彼女は優しい微笑みを携えながら、シングリッシュ混じりの英語でそう呟いたあと、幻のように小生の前から立ち去った。
泣きぼくろを携えた切れ長の目は、心なしか潤んで見えた。

その日の翌日、意を決してバックオフィスを訪ねたが彼女は数週間の有休を取得していた。後々分かった事だが彼女は既に退社しており、あの日が彼女の最終出勤日だったという。

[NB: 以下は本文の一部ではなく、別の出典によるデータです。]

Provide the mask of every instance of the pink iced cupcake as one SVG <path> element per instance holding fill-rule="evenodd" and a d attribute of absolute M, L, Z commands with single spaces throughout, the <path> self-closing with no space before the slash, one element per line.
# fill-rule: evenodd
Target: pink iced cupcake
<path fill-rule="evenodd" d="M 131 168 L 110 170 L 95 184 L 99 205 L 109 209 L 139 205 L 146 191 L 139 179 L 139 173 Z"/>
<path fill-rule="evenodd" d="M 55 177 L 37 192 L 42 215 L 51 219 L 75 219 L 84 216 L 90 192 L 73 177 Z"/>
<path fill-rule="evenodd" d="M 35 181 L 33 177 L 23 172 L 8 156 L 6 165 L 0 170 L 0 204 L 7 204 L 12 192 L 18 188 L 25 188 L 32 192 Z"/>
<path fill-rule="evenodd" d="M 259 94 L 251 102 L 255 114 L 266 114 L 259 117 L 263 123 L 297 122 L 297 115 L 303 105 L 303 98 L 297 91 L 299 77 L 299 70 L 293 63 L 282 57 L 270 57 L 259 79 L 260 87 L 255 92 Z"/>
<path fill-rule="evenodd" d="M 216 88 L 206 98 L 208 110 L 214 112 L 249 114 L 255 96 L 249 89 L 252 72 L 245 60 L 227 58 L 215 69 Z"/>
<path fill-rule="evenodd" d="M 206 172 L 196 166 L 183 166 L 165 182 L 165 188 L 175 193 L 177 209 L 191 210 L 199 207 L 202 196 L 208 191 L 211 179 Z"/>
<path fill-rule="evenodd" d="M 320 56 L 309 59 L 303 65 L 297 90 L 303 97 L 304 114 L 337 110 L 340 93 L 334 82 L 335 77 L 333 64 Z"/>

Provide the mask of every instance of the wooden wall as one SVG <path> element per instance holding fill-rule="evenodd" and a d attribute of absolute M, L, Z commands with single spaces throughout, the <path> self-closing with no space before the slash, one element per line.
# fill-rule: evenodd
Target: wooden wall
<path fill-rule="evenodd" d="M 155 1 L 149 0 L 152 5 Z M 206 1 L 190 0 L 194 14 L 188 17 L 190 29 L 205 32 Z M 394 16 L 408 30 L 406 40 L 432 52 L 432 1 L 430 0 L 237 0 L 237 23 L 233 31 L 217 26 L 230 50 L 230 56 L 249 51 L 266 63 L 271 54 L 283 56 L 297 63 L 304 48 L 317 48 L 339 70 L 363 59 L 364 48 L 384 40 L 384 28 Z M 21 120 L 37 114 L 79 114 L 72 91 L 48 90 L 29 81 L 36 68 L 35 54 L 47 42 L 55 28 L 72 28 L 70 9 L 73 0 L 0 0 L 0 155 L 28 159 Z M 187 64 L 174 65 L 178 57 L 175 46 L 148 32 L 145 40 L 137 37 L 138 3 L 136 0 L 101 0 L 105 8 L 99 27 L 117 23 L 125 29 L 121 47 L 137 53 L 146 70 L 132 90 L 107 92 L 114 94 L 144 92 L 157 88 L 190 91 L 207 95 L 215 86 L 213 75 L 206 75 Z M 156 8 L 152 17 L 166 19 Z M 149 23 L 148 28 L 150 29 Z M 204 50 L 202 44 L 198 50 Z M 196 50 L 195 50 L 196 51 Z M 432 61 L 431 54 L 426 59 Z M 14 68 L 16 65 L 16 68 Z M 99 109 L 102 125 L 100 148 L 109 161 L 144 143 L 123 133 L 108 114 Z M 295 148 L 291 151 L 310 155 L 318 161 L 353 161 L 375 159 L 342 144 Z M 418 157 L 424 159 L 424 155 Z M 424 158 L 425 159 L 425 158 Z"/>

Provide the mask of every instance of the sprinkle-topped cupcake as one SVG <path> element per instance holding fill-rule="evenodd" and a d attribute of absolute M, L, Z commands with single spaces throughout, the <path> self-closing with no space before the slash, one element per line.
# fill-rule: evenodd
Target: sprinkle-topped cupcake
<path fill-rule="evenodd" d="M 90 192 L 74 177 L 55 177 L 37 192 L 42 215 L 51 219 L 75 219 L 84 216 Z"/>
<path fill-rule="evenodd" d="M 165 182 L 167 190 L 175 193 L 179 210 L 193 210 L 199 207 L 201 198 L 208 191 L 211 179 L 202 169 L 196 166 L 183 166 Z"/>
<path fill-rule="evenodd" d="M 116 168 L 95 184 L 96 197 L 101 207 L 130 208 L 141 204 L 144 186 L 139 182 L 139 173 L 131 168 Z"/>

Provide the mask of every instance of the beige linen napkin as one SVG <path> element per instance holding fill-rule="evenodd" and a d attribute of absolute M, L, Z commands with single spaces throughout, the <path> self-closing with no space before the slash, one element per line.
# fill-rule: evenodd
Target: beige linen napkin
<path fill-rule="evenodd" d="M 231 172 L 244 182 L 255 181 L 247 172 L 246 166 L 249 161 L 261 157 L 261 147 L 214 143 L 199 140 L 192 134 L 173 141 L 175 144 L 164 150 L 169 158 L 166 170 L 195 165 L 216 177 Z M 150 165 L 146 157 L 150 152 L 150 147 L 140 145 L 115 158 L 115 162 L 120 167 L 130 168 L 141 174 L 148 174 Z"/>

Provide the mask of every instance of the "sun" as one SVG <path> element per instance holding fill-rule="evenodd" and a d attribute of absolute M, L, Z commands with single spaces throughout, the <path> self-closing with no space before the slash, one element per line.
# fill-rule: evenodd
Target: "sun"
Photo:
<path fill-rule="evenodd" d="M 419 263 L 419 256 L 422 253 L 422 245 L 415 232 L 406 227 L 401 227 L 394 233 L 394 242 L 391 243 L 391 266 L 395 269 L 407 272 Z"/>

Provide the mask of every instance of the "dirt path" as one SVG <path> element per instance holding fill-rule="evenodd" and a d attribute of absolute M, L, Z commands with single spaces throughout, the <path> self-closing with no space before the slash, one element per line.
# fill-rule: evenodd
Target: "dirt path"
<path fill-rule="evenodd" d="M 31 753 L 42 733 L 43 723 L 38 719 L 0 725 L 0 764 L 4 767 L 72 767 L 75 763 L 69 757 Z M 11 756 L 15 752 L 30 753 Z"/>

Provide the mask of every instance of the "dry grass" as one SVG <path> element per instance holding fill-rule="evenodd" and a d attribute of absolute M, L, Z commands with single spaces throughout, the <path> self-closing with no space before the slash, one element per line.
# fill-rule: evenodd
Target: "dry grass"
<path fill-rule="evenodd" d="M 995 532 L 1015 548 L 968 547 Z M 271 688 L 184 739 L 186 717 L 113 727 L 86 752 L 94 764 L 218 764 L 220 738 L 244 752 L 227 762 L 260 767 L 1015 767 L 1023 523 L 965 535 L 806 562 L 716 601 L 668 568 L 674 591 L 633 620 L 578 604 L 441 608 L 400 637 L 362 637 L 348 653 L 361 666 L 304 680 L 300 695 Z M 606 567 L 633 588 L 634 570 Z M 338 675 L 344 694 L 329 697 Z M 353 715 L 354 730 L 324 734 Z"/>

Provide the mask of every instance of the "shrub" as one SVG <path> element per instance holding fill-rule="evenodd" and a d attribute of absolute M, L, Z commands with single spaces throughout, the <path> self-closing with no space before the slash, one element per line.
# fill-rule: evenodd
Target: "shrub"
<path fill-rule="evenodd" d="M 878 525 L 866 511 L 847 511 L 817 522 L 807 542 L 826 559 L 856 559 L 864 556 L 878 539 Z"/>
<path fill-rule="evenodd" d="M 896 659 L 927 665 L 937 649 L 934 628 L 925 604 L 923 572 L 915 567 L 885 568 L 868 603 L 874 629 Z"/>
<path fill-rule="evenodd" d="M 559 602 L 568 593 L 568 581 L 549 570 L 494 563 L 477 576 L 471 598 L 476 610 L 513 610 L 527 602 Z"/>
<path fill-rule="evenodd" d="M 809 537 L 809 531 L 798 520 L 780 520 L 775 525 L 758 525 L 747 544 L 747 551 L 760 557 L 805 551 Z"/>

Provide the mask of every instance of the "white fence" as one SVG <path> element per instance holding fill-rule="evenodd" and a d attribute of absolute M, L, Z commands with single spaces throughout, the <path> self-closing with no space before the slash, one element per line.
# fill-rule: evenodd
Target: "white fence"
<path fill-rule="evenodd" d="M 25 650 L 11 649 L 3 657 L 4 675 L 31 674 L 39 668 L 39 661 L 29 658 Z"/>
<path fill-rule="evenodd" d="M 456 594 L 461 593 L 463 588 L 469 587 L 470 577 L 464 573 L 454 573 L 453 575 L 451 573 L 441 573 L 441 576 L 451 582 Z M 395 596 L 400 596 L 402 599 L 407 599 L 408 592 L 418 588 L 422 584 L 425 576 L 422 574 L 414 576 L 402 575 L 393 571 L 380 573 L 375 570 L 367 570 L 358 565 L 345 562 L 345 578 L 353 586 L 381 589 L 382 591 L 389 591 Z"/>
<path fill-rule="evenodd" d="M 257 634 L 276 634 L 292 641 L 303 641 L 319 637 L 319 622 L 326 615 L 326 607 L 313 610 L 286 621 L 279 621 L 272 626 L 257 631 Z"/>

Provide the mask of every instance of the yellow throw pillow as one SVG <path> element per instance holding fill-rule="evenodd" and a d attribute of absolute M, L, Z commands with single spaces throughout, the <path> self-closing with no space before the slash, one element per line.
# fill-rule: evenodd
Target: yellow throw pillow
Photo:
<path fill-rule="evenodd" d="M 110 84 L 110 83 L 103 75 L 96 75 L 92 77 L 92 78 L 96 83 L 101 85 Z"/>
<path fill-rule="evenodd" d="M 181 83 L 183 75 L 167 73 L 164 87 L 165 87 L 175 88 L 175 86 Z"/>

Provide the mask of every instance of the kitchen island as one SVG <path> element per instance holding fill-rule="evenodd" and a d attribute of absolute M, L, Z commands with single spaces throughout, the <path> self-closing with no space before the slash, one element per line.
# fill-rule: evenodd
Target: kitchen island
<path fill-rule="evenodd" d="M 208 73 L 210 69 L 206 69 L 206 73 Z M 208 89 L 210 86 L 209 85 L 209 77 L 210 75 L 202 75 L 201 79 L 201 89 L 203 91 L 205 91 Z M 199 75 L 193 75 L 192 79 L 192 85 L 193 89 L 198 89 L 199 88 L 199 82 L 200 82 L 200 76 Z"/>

もう会えないと分かっていてもふとした瞬間にあの日の彼女の言葉と微笑みを思い出し、
何気なしに彼女の名前をインターネットで検索している自分がいた。

秘密主義で神秘的な彼女らしく、webページはおろか、SNSの類も何一つ彼女の情報はヒットしなかった。
しかし検索でトップに表示されたワードに小生は目を奪われてしまった。

「ショウ・ウー・チャン…? 5点ラジオ…?」

気付けばpodcastの再生ボタンを押し、流れてくる話に共感し、笑い、泣きながら聴き入っていた。
何者にならなくてもいい。5点でもいい。
完全なんて目指さなくていい。
小生はずっと誰かにそう言って欲しかったんだ。ショウコはきっと、小生の本質を見透かしていたんだろう。

それが小生と5点ラジオの出会い。
星に願っても手に入らなかったけれど、渡星してようやく手にした大切なもの。